A chat with a 1st grade teacher who is not teaching this year
Do you hate these or are they a little helpful?
As I wrote a few weeks ago, I’ve been doing some independent interviews with teachers for a separate project I’m scoping out; last week I spoke with a first grade teacher from a private school who will be on maternity leave soon, so she’s sitting the year out. I hope this might be helpful, especially with regards to how parents and teachers can give each other grace. Let me know if this is too crushing to continue to cover and I am more than happy to pursue other topics like the perfect way to make S’mores in the microwave.
What did you learn from the switch to e-learning in the spring?
Especially with the little kids, teachers can put out the content and record the videos and get on Zoom, but it’s as effective as the time the parents have at home. The kids can’t sit on Zoom a whole lot and stay in engaged. I stuck mainly to pre-recorded videos in the spring; I thought that would be better for the parents’ flexibility.
The parents were inclined to watch the videos with the kid, which helped them use the verbiage I used during any given lesson: they could apply that themselves. Common Core is not what we learned when we were growing up and if you’re not hearing how the teacher is wording it — how the teacher’s been trained to word it — it can be complicated and difficult.
What did your school have going for it and what did you wish had gone differently in the spring?
Our principal told us in January to prepare for a closedown. At that point she was saying, “It’s very unlikely, and we really hope we don't close, but given that other countries are dealing with this, I just want this on your radar.” I think our biggest downfall was that we should have gotten on the same page at the same point.
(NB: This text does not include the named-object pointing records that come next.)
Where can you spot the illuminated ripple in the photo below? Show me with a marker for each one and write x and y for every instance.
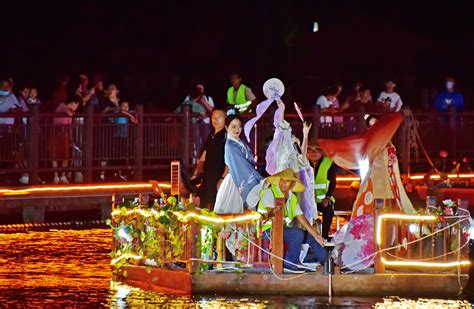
(71, 268)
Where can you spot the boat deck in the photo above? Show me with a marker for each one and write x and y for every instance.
(251, 283)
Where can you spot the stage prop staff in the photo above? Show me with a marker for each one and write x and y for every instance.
(281, 195)
(324, 185)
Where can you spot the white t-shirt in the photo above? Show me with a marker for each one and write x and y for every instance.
(394, 101)
(323, 102)
(268, 201)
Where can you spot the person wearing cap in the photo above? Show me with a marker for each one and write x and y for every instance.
(281, 194)
(389, 100)
(324, 184)
(240, 96)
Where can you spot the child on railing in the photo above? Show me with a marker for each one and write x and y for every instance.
(281, 195)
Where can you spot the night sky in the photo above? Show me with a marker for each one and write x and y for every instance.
(155, 51)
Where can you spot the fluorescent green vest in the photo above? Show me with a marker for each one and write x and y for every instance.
(240, 102)
(321, 183)
(289, 214)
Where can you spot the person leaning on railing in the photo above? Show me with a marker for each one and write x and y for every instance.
(59, 141)
(211, 164)
(280, 197)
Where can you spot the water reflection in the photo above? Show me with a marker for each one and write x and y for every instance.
(71, 268)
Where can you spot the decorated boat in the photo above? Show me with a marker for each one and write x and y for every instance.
(159, 246)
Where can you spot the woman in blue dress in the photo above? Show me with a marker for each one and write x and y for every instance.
(240, 184)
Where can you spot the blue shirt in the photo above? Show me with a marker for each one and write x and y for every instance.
(7, 104)
(445, 99)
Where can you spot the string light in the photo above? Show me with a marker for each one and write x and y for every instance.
(144, 212)
(425, 264)
(219, 220)
(412, 177)
(412, 263)
(184, 217)
(82, 188)
(125, 256)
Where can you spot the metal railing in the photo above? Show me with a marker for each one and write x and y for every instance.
(95, 143)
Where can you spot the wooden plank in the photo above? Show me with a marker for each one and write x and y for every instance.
(157, 277)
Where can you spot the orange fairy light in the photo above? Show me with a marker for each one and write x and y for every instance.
(85, 188)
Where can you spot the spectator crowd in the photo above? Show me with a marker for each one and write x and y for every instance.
(72, 94)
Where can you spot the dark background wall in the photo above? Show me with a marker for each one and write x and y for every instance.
(156, 50)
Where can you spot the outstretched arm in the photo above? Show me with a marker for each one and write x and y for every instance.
(282, 106)
(304, 146)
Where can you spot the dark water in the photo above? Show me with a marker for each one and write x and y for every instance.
(70, 268)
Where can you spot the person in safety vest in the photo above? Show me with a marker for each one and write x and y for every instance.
(324, 185)
(240, 96)
(280, 196)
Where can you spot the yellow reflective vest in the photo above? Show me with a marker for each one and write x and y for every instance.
(321, 182)
(240, 102)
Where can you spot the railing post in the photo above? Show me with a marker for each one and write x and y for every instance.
(33, 151)
(186, 110)
(378, 264)
(404, 144)
(277, 241)
(453, 124)
(139, 145)
(316, 122)
(88, 143)
(361, 127)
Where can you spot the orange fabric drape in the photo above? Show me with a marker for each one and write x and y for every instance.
(347, 152)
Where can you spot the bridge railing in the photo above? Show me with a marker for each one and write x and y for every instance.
(95, 143)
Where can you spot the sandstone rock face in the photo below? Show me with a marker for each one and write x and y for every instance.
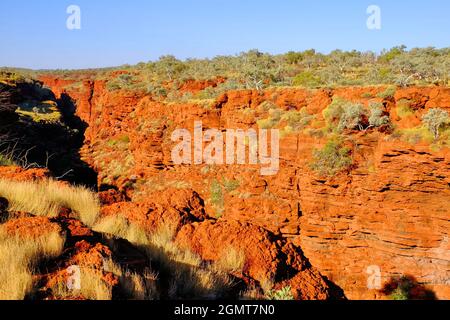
(390, 213)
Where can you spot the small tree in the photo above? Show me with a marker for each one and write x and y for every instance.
(435, 119)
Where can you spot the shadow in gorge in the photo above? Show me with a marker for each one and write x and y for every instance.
(42, 131)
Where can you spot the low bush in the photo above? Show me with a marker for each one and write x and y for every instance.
(332, 159)
(377, 116)
(435, 120)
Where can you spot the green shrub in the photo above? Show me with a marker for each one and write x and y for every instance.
(272, 121)
(217, 197)
(345, 114)
(377, 116)
(388, 93)
(352, 117)
(230, 185)
(307, 79)
(283, 294)
(404, 109)
(297, 120)
(435, 120)
(332, 159)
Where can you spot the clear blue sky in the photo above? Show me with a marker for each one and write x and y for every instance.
(33, 33)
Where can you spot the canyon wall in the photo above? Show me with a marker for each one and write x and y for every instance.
(390, 213)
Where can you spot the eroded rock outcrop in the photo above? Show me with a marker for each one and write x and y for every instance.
(390, 211)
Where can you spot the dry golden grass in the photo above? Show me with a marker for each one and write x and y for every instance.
(121, 228)
(47, 197)
(185, 272)
(92, 287)
(18, 258)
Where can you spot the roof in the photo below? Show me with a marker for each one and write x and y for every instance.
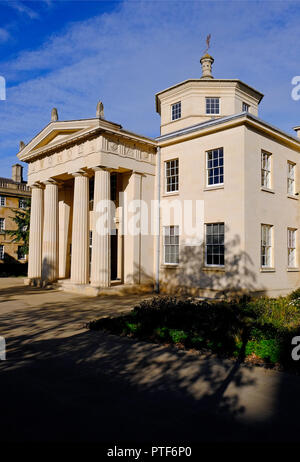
(211, 81)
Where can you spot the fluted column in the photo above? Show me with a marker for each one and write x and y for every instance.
(35, 233)
(100, 268)
(63, 232)
(80, 230)
(50, 234)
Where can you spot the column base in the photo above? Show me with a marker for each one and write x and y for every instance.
(88, 290)
(35, 282)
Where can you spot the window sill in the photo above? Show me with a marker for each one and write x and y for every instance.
(263, 188)
(175, 193)
(217, 186)
(214, 268)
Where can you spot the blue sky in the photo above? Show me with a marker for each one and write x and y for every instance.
(69, 54)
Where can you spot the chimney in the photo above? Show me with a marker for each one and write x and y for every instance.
(54, 115)
(206, 63)
(297, 130)
(100, 110)
(17, 173)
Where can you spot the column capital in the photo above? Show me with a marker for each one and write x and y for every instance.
(80, 173)
(52, 182)
(137, 172)
(101, 168)
(37, 186)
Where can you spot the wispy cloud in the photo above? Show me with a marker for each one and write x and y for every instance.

Instead of “Prepare for this on your own,” maybe it should have been “Prepare for this — and I’ve signed you up for Google Classrooms training.”
How do you feel about re-opening?
There are pros and cons. In first grade, one thing I thought of right away is if the teachers are wearing masks and the children are wearing masks (which they should be), so much of what they're learning when they’re in the early years is facial expressions and reading people’s faces in terms of reading, pronunciation, articulation. They need to be able to see your mouth and see how you sound a word out and how you read. Then, you’ve got the social aspect: they’re trying to read your facial expression with just your eyes. In that respect, maybe virtual is better, because the kids can see the teacher fully. Although I guess the teacher can use a face shield… But on top of that, we give high fives. The kids are little, they cry. They get upset about peer conflict and teachers will have to adjust how they handle that. It will be an altered personal relationship no matter what. If I had the option, I would keep my kids home this fall and evaluate as the school year went on. But it’s easy for me to say when I don’t have children yet.
I also keep thinking how long it will take to get the kids re-oriented to a classroom again. My kids have forgotten how to have a conversation.
I’ve heard from other parents that their kids are interrupting again, and losing basic conversation skills. The kids have been through a lot and they’re processing it in their own way. I kept trying to tell my kids in the spring that this is a very unusual situation that I hope doesn’t happen again in your lifetime.
I do think kids are really resilient. I firmly believe that regardless if parents choose to go virtual or choose to send their kids in, everybody's going to be OK at the end of this.
Even if a parent was able to truly homeschool, I'm sure their kids regressed in other ways socially. The teachers are going to have to adjust their expectations and figure out how to get them caught up, but that’s something they naturally do anyways.
How can parents support their kids’ teachers this year?
I would reach out to your teacher and ask what resources would help them in the classroom. It’s going to be a really different year in terms of classroom setup: they need different things that they haven’t before. A lot of teachers — public and private — that comes out of their own money. It can be hard as a teacher to decide, “How much money am I going to put into my job this year?”
Even if parents send their child back, the children are all going to be entering at different levels depending on what the parents could put in. I don’t mean that sound bad. In the spring, some parents were able to put more time into it than others. Teachers understand that.
But if your teacher comes to you and says, “I’d really like you to read with your child for 20 minute every night,” or, “Can you please go over this with them,” being open to those extra assignments as the year goes on will probably help get the children back on a level playing field. Or a parent can reach out and ask, “How is my child progressing in terms of everybody else? Are you noticing a difference in the cohort? What can I do to bridge the gap?” But we know that there are also plenty of kids whose parents don’t have those resources or any kind of time or the desire to do that.
We don’t know what we’re doing either. It may be hard when a parent is quick to rebuttal and it’s out of your hands. The start of school, give it a couple weeks before sending complaints, and let the teacher navigate. And keep in mind that the teachers often the messenger from the administration. Your kid’s teacher may not agree with everything the school is dishing out.